The best melodic scores these days seem to be in animated films, which suggests that the producers and directors don't feel a melody to be serious enough for adults confused

 
 Posted:   Jul 5, 2015 - 11:16 AM   
 By:   Lokutus   (Member)

It seems to me that someone should fill some major gaps in his education!

Not to mention that it is fairly offensive to those responsible for these scores the opening poster doesn't consider any good (?).

MEMOIRS OF A GEISHA
ATONEMENT
JANE EYE
ANNA KARENINA
AGORA
A MILLION WAYS TO DIE IN THE WEST
all TINKERBELL scores
JUPITER ASCENDING
UP
LAND OF THE LOST
SPEED RACER
STAR TREK
MISSION IMPOSSIBLE III/IV
JOHN CARTER
EASTERN PROMISES
THE DEPARTED
SEVENTH SON
THE OMEN
KNOWING
IN THE ELECTRIC MIST
THREE BURIALS OF MELQUIADES ESTRADA
THE HOMESMAN
THE GIVER
SOUL SURFER
DON'T BE AFRAID OF THE DARK
UNDERWORLD: EVOLUTION
MONKEY KING
CINDERELLA
ERAGON
LAST LEGION
BLADES OF GLORY
MYSTERIES OF PITTSBURGH
ONE CHANCE
IDIOCRACY
SECRET LIFE OF WALTER MITTY
MARIA DI NAZARET
CHRISTMAS MIRACLE OF JONATHAN TOOMEY
CASHBACK
L'AMORE E LA GUERRA
TULA: THE REVOLT
IL BENE E IL MALE
IRISH JAM
THE HOT POTATO
SECRET SHARER
LIFE OF PI
AVATAR
WOLF TOTEM
FOR GREATER GLORY
KARATE KID
ALL THE KING'S MEN
KILLING SEASON
RUM DIARY
PRIEST
SPIDERMAN 3
JUST BURRIED
SUMMER IN FEBRUARY
TEXAS RISING
DREAM HOUSE
EVAN ALMIGHTY
LAIR (VG)



OK.. sure.. film music is dead... and with these scores being produced nowadays, I am glad it is.

 
 Posted:   Jul 5, 2015 - 12:15 PM   
 By:   JohnnyG   (Member)

...

OK.. sure.. film music is dead... and with these scores being produced nowadays, I am glad it is.
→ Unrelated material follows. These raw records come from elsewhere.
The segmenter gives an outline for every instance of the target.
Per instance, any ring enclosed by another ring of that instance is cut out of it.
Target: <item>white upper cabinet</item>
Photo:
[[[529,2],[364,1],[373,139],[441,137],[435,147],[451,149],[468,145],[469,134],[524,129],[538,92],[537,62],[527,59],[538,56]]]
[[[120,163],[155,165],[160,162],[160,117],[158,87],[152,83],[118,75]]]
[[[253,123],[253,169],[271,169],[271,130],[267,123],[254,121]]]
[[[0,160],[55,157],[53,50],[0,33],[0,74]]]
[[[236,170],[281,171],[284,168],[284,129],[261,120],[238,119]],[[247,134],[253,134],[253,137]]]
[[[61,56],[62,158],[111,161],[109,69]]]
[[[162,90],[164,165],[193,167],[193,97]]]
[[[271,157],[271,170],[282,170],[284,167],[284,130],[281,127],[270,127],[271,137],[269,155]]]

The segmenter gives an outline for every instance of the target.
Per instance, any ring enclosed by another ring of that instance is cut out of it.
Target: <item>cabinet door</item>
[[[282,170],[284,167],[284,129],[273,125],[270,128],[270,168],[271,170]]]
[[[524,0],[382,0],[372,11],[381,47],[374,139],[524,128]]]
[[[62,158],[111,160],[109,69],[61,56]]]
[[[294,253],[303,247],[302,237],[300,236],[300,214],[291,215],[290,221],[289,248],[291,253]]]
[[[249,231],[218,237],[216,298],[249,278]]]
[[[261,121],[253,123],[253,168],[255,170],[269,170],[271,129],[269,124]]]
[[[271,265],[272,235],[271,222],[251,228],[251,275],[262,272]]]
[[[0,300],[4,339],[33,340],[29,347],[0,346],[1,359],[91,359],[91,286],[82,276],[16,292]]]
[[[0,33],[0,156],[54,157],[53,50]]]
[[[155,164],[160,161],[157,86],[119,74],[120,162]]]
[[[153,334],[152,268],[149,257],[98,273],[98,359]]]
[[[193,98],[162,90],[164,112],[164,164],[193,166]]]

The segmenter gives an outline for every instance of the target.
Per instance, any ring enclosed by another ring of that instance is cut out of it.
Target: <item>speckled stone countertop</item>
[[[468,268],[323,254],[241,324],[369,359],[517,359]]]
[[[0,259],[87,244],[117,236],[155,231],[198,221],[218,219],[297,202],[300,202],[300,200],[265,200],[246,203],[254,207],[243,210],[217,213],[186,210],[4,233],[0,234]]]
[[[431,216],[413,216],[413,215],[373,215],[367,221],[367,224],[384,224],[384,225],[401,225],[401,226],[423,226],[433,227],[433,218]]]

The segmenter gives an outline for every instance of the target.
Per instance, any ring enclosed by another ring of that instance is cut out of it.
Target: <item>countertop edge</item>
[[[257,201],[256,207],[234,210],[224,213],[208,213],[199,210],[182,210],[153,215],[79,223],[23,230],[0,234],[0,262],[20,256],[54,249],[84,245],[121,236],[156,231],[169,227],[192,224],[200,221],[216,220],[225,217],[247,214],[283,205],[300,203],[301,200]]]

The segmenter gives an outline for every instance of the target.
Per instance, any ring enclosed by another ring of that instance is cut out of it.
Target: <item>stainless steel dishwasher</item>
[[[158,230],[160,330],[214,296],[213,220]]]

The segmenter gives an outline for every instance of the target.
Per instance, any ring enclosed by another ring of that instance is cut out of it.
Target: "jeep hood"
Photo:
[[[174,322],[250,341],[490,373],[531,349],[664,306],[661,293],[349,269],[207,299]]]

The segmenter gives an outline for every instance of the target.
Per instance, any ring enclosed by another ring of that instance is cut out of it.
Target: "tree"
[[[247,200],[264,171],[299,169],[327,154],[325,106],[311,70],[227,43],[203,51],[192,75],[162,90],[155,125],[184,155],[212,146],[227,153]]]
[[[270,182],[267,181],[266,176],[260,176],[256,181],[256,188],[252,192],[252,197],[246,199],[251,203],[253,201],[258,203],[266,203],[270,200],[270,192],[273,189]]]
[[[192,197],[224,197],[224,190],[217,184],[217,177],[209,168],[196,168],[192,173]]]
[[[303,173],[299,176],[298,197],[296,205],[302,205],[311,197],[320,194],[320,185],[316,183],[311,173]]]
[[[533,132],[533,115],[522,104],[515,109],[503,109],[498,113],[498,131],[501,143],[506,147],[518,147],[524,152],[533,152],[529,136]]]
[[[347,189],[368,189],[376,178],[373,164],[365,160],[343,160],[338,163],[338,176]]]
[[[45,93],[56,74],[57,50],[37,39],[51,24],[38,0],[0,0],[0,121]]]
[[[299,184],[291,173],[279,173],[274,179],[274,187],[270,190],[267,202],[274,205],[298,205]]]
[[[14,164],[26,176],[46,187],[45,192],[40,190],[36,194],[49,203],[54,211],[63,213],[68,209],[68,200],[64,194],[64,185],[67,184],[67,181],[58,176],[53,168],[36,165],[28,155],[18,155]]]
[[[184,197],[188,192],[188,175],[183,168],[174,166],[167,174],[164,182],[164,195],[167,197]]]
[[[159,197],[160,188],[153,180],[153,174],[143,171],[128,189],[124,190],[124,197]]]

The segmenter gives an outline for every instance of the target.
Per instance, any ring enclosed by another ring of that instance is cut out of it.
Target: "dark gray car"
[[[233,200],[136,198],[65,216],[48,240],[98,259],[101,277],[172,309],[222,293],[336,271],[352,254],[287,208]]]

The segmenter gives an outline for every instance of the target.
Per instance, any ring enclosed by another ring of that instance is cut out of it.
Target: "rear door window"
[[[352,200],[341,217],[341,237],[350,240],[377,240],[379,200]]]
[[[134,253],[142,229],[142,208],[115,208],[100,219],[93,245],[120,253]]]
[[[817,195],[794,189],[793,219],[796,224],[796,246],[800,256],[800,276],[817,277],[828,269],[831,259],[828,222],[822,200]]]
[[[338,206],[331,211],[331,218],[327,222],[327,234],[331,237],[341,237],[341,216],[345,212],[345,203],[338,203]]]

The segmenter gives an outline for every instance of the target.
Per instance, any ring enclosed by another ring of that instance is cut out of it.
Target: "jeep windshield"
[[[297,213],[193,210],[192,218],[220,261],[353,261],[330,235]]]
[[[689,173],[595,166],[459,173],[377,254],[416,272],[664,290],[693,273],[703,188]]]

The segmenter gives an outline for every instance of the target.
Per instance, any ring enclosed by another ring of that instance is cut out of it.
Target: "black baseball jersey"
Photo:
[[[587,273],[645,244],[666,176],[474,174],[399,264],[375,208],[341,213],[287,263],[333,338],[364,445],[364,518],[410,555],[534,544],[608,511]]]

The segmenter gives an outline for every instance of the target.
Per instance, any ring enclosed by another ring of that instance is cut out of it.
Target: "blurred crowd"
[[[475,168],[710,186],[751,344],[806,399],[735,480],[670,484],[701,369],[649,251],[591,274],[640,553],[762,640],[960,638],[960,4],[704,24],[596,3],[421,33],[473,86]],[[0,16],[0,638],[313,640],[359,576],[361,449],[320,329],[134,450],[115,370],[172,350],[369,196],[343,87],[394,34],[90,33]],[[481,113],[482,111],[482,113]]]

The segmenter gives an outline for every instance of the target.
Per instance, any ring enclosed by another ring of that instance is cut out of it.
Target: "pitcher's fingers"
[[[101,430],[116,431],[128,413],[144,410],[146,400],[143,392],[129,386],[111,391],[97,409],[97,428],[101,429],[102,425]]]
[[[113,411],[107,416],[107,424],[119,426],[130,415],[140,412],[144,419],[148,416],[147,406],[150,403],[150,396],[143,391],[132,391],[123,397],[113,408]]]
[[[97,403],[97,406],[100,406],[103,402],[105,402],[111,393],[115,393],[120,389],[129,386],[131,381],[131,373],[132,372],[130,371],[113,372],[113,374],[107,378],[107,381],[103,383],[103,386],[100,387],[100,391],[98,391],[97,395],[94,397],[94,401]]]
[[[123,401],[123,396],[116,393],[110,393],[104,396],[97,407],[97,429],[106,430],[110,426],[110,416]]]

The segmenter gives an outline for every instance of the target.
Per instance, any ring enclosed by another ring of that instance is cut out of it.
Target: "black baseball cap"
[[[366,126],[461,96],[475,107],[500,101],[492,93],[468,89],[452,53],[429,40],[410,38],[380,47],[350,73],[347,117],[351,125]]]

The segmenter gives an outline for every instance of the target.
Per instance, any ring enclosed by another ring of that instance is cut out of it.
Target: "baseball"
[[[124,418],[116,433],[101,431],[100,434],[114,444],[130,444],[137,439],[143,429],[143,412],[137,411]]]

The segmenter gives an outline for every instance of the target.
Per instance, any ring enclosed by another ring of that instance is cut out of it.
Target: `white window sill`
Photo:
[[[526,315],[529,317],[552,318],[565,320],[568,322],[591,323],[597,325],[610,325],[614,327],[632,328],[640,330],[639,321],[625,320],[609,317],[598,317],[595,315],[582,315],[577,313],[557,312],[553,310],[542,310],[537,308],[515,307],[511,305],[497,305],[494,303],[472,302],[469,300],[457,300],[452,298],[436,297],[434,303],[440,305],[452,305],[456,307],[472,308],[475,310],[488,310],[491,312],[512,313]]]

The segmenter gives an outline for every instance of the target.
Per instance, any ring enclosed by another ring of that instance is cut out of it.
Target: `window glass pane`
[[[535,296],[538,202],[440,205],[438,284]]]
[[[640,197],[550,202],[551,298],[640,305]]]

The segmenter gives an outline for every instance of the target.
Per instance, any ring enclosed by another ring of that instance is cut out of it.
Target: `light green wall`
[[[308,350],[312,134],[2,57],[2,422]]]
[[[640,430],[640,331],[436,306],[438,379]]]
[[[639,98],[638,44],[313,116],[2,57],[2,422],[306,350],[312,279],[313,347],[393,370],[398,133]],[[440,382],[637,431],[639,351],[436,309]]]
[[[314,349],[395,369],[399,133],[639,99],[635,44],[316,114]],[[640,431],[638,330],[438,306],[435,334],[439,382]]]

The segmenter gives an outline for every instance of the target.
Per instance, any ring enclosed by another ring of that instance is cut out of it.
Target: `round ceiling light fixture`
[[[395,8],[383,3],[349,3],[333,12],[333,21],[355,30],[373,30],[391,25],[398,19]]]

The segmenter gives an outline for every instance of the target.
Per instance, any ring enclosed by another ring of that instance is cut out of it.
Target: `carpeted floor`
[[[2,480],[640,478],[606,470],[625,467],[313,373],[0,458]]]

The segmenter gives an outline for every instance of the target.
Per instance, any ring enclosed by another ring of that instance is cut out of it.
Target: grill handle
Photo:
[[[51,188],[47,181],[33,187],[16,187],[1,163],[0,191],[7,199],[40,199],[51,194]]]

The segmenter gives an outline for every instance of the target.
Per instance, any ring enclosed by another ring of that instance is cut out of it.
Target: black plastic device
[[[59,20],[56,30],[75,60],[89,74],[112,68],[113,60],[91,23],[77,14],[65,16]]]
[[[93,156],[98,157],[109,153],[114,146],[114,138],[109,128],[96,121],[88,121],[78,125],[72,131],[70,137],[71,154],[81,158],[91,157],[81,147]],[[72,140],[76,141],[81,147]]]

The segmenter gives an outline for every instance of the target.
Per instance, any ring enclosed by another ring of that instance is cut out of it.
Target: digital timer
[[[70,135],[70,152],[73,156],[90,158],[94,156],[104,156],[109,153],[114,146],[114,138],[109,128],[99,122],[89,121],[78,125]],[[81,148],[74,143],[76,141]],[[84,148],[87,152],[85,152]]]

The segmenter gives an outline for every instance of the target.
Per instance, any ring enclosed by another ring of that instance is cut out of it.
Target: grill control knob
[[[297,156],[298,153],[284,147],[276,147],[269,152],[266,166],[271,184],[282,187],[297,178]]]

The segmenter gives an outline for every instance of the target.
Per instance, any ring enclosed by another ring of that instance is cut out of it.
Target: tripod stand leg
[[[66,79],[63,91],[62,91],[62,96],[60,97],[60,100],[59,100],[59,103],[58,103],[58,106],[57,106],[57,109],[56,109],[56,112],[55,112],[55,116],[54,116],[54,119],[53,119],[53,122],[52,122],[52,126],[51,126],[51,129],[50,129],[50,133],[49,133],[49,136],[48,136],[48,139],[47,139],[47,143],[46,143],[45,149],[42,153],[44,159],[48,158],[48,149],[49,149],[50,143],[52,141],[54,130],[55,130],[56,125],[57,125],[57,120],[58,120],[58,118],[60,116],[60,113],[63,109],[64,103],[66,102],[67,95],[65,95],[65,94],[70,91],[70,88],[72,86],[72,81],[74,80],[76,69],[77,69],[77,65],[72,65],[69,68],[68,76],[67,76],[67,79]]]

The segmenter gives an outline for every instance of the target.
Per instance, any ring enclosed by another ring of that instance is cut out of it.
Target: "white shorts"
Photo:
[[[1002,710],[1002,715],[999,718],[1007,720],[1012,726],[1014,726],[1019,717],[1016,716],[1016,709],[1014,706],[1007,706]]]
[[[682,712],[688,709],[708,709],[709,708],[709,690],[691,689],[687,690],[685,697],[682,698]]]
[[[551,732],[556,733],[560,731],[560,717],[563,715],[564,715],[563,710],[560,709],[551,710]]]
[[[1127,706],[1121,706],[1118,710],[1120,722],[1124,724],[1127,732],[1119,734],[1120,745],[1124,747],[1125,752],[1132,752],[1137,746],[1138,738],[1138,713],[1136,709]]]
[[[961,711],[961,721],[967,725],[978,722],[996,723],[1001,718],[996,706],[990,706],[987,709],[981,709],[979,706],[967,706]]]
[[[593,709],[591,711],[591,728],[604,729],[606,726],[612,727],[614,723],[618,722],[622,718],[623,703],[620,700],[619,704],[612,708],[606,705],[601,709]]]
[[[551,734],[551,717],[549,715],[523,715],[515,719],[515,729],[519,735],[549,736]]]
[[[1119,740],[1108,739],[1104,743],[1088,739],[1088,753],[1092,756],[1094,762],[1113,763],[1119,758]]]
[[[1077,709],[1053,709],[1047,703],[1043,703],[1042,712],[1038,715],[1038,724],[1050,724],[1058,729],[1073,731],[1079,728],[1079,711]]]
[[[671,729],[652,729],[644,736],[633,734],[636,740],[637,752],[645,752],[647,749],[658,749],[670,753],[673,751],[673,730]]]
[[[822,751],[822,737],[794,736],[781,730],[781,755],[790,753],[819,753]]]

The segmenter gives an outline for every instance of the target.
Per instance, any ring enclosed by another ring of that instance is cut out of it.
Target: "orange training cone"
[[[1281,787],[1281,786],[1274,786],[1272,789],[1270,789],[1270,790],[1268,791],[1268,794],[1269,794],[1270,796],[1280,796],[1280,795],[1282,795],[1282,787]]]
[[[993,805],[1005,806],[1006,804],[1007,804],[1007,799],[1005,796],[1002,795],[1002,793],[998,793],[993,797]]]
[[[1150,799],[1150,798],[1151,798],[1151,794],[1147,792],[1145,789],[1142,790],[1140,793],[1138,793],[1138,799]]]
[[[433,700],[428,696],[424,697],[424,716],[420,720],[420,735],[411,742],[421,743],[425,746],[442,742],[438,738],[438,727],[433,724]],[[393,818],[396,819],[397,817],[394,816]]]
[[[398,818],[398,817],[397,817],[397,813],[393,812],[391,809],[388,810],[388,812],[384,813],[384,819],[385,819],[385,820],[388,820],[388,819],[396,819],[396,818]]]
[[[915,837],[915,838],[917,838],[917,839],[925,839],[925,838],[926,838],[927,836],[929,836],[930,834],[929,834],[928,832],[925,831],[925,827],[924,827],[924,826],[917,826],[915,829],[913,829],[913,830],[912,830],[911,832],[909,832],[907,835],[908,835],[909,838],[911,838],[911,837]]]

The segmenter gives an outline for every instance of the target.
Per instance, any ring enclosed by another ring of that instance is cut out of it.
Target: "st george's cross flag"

No, Petr, fortunately film music is not dead - it's just on a lower level than in the past.
I think most FSMers don't agree with the total negativity of the OP.

 
 
 Posted:   Jul 5, 2015 - 12:28 PM   
 By:   mild_cigar   (Member)

OK.. sure.. film music is dead... and with these scores being produced nowadays, I am glad it is.

LOL!

 
 
 Posted:   Jul 5, 2015 - 12:31 PM   
 By:   Thor   (Member)

No, Petr, fortunately film music is not dead - it's just on a lower level than in the past.

Actually, no. It's more exciting and versatile now than it ever has been!